Whether it be students struggling with education, Black mothers losing babies, or a community beset by any number of issues, Dr. Meredith Shockley-Smith’s proposed solutions always start the same way: Listen to those most impacted. Let them lead. 

Simple but true, this asset-based mindset has guided Meredith, an alum of Public Allies Cincinnati (‘07), through every step of her winding career in service. Now helping to curb an infant mortality crisis in her home county, the impact of her approach may quite literally be saving lives.

Although she now carries a doctorate, college did not always come easy for Meredith. “I did not love school and school did not love me,” she jokes.
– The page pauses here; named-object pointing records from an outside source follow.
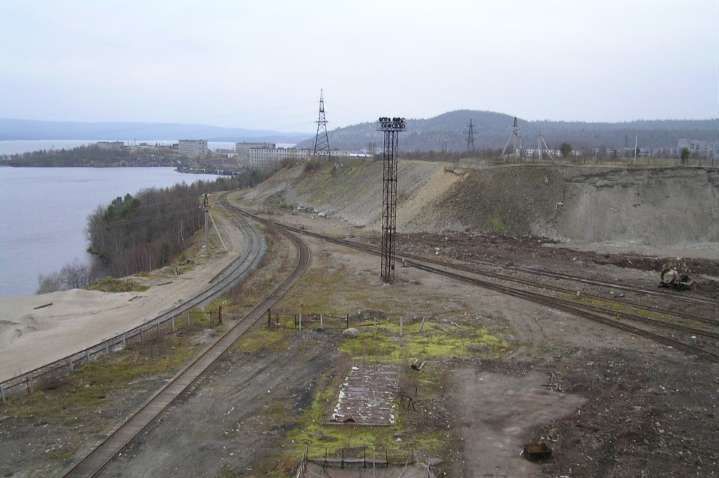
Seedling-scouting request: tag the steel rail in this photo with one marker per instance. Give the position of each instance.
(219, 284)
(571, 307)
(92, 464)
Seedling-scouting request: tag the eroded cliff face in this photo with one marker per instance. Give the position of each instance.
(656, 207)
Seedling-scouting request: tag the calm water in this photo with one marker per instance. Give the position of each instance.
(43, 213)
(28, 145)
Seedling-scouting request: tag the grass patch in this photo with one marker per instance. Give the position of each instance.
(112, 284)
(497, 225)
(260, 339)
(383, 343)
(320, 438)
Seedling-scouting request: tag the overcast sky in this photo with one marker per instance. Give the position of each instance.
(260, 64)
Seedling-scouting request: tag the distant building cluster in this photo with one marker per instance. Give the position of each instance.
(270, 156)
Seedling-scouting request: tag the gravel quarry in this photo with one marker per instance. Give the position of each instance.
(471, 376)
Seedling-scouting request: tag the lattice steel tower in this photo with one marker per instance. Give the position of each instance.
(515, 139)
(322, 139)
(391, 127)
(470, 136)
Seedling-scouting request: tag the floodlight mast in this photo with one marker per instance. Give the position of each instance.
(391, 127)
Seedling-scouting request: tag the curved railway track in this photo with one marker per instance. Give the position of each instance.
(609, 317)
(93, 464)
(220, 283)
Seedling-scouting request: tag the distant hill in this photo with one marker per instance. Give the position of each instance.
(14, 129)
(449, 130)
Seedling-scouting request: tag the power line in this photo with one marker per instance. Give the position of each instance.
(470, 136)
(322, 139)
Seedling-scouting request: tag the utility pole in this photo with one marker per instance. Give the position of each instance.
(390, 127)
(515, 139)
(206, 210)
(470, 136)
(322, 139)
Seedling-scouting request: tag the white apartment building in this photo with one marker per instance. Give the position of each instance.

Especially unlovable in her eyes was the “banking method,” in which students are expected to bank often-arbitrary information and then withdraw it at a moment’s notice come test time.
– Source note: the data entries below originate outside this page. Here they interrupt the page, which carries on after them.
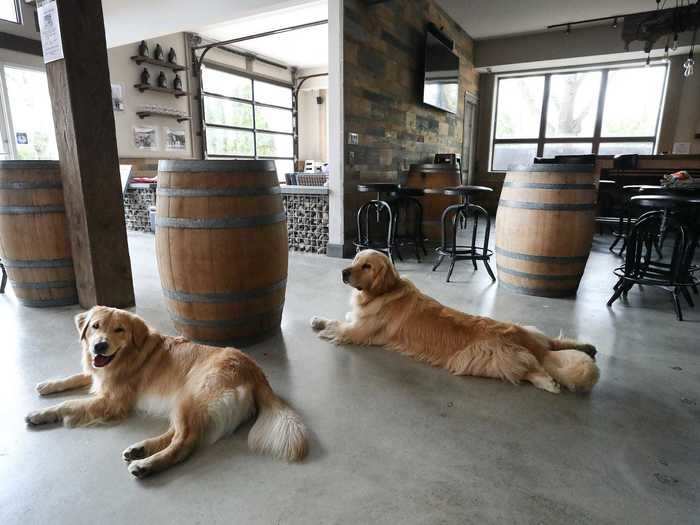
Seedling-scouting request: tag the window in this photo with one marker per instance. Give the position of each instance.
(28, 124)
(605, 112)
(9, 11)
(247, 118)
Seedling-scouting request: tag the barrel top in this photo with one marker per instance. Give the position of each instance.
(216, 165)
(571, 168)
(28, 164)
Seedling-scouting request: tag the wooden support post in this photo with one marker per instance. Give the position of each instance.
(82, 108)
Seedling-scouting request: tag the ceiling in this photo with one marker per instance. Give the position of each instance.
(128, 21)
(494, 18)
(303, 48)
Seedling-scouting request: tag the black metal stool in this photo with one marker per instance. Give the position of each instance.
(642, 267)
(408, 220)
(3, 279)
(627, 219)
(367, 235)
(457, 217)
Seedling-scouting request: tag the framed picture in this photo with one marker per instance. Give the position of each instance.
(175, 139)
(118, 97)
(145, 138)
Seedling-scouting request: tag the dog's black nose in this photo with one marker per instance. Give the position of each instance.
(101, 347)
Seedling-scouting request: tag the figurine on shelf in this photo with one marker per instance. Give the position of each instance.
(162, 81)
(172, 56)
(145, 77)
(143, 49)
(158, 53)
(177, 82)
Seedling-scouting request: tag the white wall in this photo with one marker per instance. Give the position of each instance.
(126, 72)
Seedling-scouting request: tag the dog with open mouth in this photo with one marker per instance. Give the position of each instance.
(206, 391)
(389, 311)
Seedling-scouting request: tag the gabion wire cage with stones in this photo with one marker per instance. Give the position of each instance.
(137, 200)
(307, 222)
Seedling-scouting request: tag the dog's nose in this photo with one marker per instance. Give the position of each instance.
(101, 347)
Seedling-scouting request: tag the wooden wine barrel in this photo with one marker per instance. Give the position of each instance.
(34, 243)
(221, 245)
(544, 228)
(434, 176)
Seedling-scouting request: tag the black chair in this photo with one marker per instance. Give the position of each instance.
(643, 265)
(408, 220)
(458, 217)
(3, 279)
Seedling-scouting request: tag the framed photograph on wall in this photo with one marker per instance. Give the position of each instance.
(145, 138)
(118, 97)
(175, 139)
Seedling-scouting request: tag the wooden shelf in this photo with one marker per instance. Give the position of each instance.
(148, 87)
(140, 59)
(144, 114)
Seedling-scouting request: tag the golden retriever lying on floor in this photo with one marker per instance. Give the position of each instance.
(389, 311)
(207, 392)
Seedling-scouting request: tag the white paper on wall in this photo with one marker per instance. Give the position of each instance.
(50, 30)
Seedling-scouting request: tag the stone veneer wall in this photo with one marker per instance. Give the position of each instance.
(307, 222)
(383, 47)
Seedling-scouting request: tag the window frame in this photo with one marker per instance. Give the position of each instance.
(596, 139)
(18, 14)
(252, 102)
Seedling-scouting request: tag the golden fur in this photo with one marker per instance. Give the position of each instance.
(390, 311)
(206, 391)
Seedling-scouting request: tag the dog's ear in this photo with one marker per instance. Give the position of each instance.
(385, 280)
(139, 331)
(82, 321)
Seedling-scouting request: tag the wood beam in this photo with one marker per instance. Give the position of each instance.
(85, 134)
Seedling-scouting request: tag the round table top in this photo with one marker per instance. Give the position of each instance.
(458, 190)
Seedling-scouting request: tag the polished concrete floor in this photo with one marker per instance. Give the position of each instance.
(394, 441)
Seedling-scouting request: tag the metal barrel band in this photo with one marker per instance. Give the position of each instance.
(42, 285)
(31, 185)
(537, 276)
(228, 323)
(38, 263)
(564, 259)
(218, 192)
(63, 301)
(187, 297)
(26, 210)
(538, 291)
(546, 206)
(548, 186)
(221, 223)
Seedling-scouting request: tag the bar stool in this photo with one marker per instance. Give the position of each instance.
(408, 220)
(666, 218)
(626, 218)
(457, 217)
(367, 235)
(3, 279)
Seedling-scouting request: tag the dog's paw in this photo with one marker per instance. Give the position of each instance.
(134, 452)
(45, 388)
(140, 469)
(318, 323)
(42, 417)
(588, 349)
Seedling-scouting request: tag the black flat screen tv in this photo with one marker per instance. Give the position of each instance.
(441, 80)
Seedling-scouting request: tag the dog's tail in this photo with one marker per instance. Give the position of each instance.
(278, 430)
(573, 369)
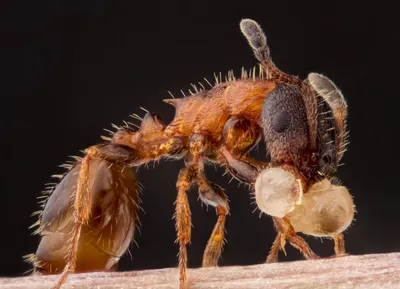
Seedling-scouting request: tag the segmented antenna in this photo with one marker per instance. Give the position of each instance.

Happy to be done with undergrad, Meredith joined Public Allies and became immersed in her local community, with all its challenges and unsung heroes. “Public Allies sent me on a journey I could not have even imagined,” she says. “The connection to people who were like-minded about change was so powerful. To this day, they motivate me.”

School was apparently not done with Meredith, though, who was placed at the University of Cincinnati for her service year. Tasked with administering a scholarship program for underrepresented, low-income, and first generation students, she saw much of herself in those she served. Meredith recalled something a professor had said to her: “You have these complaints about education, so why don’t you fix it?” Taking the challenge to heart, she made it her mantra to “support and celebrate” students, and ultimately earned a Ph.D. doing just that.
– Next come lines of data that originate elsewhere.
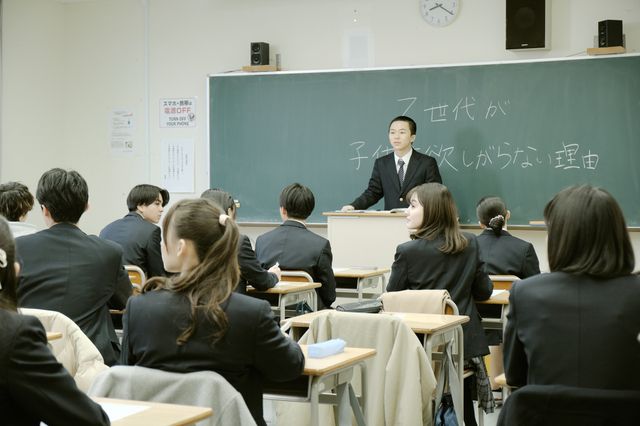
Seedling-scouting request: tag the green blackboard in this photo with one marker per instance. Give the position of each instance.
(520, 130)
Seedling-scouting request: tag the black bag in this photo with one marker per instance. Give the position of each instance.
(367, 307)
(446, 414)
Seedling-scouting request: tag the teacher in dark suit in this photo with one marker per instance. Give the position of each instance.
(578, 325)
(137, 233)
(66, 270)
(396, 174)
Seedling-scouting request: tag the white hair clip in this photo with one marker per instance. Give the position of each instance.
(3, 258)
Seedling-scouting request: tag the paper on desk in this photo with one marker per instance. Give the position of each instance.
(117, 411)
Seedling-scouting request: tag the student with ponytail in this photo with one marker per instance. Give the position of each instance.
(502, 253)
(195, 321)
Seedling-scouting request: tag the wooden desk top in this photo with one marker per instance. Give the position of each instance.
(156, 414)
(359, 273)
(53, 335)
(419, 323)
(499, 299)
(285, 287)
(321, 366)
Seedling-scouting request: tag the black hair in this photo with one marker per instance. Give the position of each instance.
(145, 195)
(64, 193)
(413, 127)
(15, 200)
(8, 279)
(587, 233)
(492, 213)
(298, 200)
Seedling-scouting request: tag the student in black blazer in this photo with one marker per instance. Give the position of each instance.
(137, 232)
(501, 252)
(415, 168)
(294, 247)
(251, 272)
(66, 270)
(195, 321)
(439, 256)
(578, 325)
(34, 387)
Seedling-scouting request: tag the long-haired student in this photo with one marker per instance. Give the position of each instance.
(578, 325)
(195, 321)
(34, 387)
(440, 256)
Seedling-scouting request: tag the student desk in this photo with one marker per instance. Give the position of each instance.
(53, 335)
(291, 292)
(436, 330)
(498, 298)
(324, 374)
(350, 281)
(151, 413)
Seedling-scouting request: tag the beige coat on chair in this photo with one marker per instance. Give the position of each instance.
(74, 350)
(400, 381)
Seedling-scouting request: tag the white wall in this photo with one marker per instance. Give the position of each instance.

In between studying, as an act of self-care, Meredith started a weekly potluck at her house with a few Public Allies friends. For over six years, this “family dinner” had an open-door policy, welcoming everyone from professors to folks experiencing homelessness. While always fun, Meredith began to realize how this ongoing ritual was in fact building a diverse and robust network, one that she draws on to this day.

Now Director of Community Strategies at Cradle Cincinnati, Meredith is combining her skills in social service and creating “sacred spaces.” Based in Hamilton County, which has ranked in the bottom 10% nationally for infant mortality, the organization’s mission is to “help every baby in Cincinnati live to celebrate their first birthday.” Meredith and her teammates (many of whom are fellow Public Allies alumni) have been heartened by a recent trend in the right direction. In fact, 2019 saw the lowest number of Black infant deaths on record.

What does Meredith attribute this success to? Listening to those closest to the problem, of course: “We are asking Black women what they need, and then centering their leadership so that they can create the change they see fit,” she says. Much like with her potlucks, Meredith welcomes them into her community. Through education and wellness programming, she tries to “give space fit for a queen, something Black women may have not gotten prior.”

Despite her education, Meredith never leads with degrees, and despite her success at Cradle Cincinnati, she gives all the credit to the women in her program. In every instance, she strives to empower the leadership of others. The result has been a snowball effect, where her constituents become recruiters, building a community that is changing Cincinnati and beyond.